Além disso, Nassif avalia que o Banco Central tem ignorado objetivos secundários, como perseguir a garantia do pleno emprego.
Em relação a um eventual governo Lula, a perspectiva do pesquisador é de que haja algum tipo de conciliação com a gestão do Banco Central nos dois primeiros anos de mandato. O foco dele nesse período deve ser a retomada de investimentos públicos por meio de mudanças nas regras de responsabilidade fiscal, mas dá para cogitar que o dispositivo passe por revisão.
“Eu acho difícil, mas a gente não pode descartar que essa autonomia do Banco Central, no futuro, possa ser revista”, disse o professor da Universidade Federal Fluminense.
Como a lei foi aprovada no Congresso, a proposta de reversão certamente precisaria contar com apoio de maioria dos parlamentares para vingar.
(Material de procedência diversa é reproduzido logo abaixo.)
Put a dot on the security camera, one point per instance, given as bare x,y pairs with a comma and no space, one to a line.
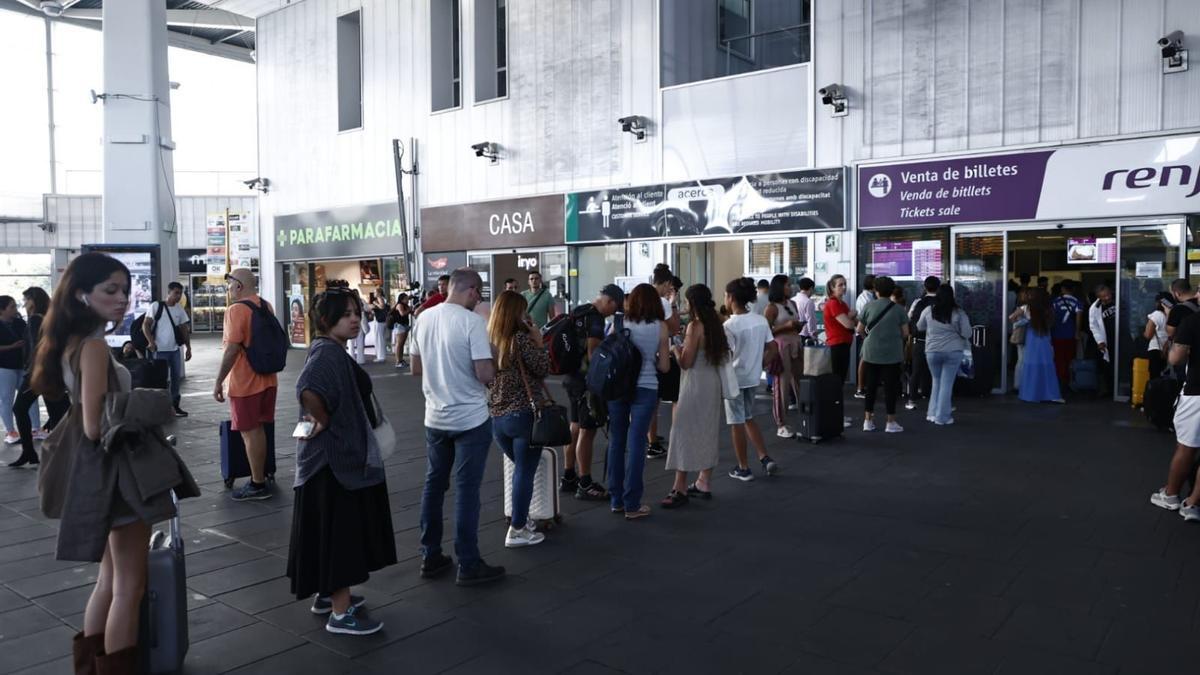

Porém, se o caminho ainda é longo para uma vitória progressista no Executivo, que dirá no Legislativo, onde as forças conservadoras têm participação expressiva.
Ferrenho opositor da autonomia do Banco Central, o deputado federal Glauber Braga (PSOL-RJ) reivindica o compromisso com a revogação da medida e com a mobilização da população para essa pauta.
Seu partido já apresentou uma lista de condições para apoiar Lula no 1º turno, que inclui a bandeira pela derrubada de reformas econômicas aprovadas desde o impeachment de Dilma Rousseff (PT), mas a aliança com o ex-tucano Geraldo Alckmin tem representado um temor de que esse programa não seja incorporado na plataforma do petista.
“Para se reverter a autonomia do Banco Central, as privatizações e as contrarreformas, em primeiro lugar tem que se assumir um compromisso em relação a essa agenda de revogações dessas medidas antipovo”, diz Braga a CartaCapital. “Em segundo lugar, é fundamental a mobilização popular e a organização com os movimentos sociais para fazer essa batalha.”